The verified coverage baseline for the Tiktoken graph extraction work was 95.39% line coverage and 83.28% branch coverage. The branch number was low because several parser, converter, search, and Tiktoken entity-hint boundary paths were exercised only on their common paths.
In scope:
- Add meaningful tests for public or flow-level behavior.
- Use coverage XML to target uncovered branch paths.
- Update README with verified coverage numbers and coverage-tool wording.
Out of scope:
- Adding Coverlet.
- Changing the production coverage collector.
- Refactoring defensive branches only to improve coverage.
Cover scalar, numeric, value, same_as, blank, null, and empty-map entity hint front matter shapes through the real Tiktoken graph flow.

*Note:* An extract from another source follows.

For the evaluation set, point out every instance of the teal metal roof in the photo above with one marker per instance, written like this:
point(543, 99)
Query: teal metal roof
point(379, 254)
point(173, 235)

Cover empty front matter, null metadata values, BOM-only source, blank YAML keys, default converter paths, media type override trimming, unsupported directory entries, and no-extension files.
Cover duplicate SPARQL result rows produced by repeated optional values, proving the search service keeps one caller-visible article result.
Use all three categories because they are caller-visible boundary conditions and map directly to uncovered coverage report lines. Avoid direct private-method testing or production refactors unless a test exposes a real behavior bug.
The implemented tests raised coverage from 95.39% line / 83.28% branch to 96.30% line / 85.23% branch, with 77 tests passing.